21 September 2011

Important Compliance Considerations for US Citizens


United States citizens and ‘greencard holders’ who live outside the United States must still report and pay US tax on their worldwide income. Furthermore, anyone born in the United States (and many born outside the United States to one US citizen parent) automatically has US citizenship, regardless of whether they have a US passport. ‘Accidental’ US citizenship is increasingly relevant as families become more international.

In recent years, Congress and the US Internal Revenue Service have become convinced that many Americans, including those living outside the United States, are not complying with their US tax payment and filing obligations. This conviction has led to multiple (including some very recent) investigations by the US Department of Justice and indictments of international banks, bankers and Americans account holders. This conviction also has led to the development of a number of tools at the IRS’s disposal to ensure that Americans worldwide comply with their US tax and reporting obligations.

These tools include the Foreign Bank Account Reporting (‘FBAR’) form, ‘foreign financial asset’ reporting, the Foreign Account Tax Compliance Act (‘FATCA’), and the IRS Global High Wealth audit unit. Even though another weapon, the 2011 Offshore Voluntary Disclosure Initiative, formally ended on 9 September 2011, these measures (not to mention the potential volume of information from whistleblowers, disgruntled bank employees and prior voluntary disclosures under the 2009 and 2011 programmes) will put increasing pressure on non-compliant Americans, who should ‘come clean’ as soon as possible. It is still possible for non-compliant Americans and greencard holders to become compliant despite the end of the formal 2011 programme.

For example, under FATCA, ‘foreign financial institutions’, such as banks, hedge funds, private equity funds and trust companies, must implement procedures to identify and ultimately disclose their US customers to the IRS starting in 2013. As a consequence, some organisations have chosen to decline US clients and more may follow suit. Furthermore, institutions will become more diligent in identifying whether their customers might be Americans or greencard holders despite holding other passport(s).

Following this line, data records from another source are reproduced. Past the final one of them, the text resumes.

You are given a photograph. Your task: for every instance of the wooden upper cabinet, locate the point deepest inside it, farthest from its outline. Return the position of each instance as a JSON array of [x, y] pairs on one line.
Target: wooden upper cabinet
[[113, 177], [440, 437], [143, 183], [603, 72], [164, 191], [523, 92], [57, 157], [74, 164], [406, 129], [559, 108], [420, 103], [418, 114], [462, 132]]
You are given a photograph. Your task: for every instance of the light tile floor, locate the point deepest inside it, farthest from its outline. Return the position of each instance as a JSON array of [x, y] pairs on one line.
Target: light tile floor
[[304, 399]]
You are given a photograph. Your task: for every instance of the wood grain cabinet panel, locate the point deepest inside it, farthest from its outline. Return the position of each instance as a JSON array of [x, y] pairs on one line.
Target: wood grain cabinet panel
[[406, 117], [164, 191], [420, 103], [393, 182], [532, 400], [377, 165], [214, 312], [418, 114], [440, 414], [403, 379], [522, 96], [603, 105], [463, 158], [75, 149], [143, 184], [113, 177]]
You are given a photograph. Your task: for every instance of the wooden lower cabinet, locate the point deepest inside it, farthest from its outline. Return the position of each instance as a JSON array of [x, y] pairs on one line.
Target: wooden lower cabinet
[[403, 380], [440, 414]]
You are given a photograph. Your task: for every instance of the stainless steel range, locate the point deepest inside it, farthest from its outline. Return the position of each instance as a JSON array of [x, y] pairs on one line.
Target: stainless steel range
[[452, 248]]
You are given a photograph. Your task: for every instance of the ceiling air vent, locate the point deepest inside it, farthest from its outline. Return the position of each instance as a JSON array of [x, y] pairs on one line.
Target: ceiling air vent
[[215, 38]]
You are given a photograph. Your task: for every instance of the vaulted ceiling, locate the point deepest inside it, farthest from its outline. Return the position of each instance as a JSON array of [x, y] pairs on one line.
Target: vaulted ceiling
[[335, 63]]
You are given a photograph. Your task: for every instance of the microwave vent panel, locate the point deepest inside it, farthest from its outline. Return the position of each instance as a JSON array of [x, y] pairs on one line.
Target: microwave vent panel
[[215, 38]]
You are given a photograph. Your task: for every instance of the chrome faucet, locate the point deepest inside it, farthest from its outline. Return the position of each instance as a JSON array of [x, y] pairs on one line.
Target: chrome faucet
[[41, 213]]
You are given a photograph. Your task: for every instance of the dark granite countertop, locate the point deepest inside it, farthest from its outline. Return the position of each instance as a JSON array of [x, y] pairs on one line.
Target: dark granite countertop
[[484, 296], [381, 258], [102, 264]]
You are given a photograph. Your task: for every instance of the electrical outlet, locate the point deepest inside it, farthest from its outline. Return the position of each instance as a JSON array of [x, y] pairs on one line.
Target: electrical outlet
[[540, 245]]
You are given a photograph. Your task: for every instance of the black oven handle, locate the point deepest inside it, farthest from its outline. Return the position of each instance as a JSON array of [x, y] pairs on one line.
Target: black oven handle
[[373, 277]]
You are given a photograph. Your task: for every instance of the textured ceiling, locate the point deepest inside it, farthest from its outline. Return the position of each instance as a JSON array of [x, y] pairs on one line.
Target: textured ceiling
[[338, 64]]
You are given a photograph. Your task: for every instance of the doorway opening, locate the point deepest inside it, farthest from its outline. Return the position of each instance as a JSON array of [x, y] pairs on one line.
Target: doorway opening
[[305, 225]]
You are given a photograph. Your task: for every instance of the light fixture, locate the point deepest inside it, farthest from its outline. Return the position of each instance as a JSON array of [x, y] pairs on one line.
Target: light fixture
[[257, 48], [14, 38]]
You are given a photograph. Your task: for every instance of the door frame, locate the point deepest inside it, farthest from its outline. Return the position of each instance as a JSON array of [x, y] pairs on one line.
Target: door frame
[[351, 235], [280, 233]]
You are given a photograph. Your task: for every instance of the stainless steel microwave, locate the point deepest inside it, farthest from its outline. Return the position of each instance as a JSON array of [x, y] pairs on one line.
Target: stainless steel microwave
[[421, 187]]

Furthermore, a US taxpayer must file an FBAR reporting all of their foreign financial accounts if those accounts exceed $10,000 in the aggregate. Legislation enacted in 2010 also requires US taxpayers to report certain ‘foreign financial assets’, including non-US accounts, stocks and securities of foreign issuers and interests in foreign entities, if the aggregate value of these assets exceeds $50,000. Substantial penalties may apply if a taxpayer fails to make the required disclosures. Presumably, the IRS will look to match taxpayer and ‘foreign financial institution’ reporting to identify taxpayer non-compliance.

Finally, the IRS created a Global High Wealth unit to understand the complex structures of high net worth taxpayers, including trusts, private foundations and partnerships, and increase compliance among high net worth taxpayers. The IRS anticipates starting a ‘GHW’ review with a high net worth individual’s tax return and branching out to returns of family members, retirement plans, related private foundations and business entities.

Given the tools available to the IRS, Americans who are non-compliant should ‘come clean’ as soon as possible or they may find it increasingly more difficult to do so without substantial cost and, potentially, criminal exposure. It is best to first investigate the options with a US tax lawyer in order to maintain the attorney-client privilege that might not apply to other types of professionals.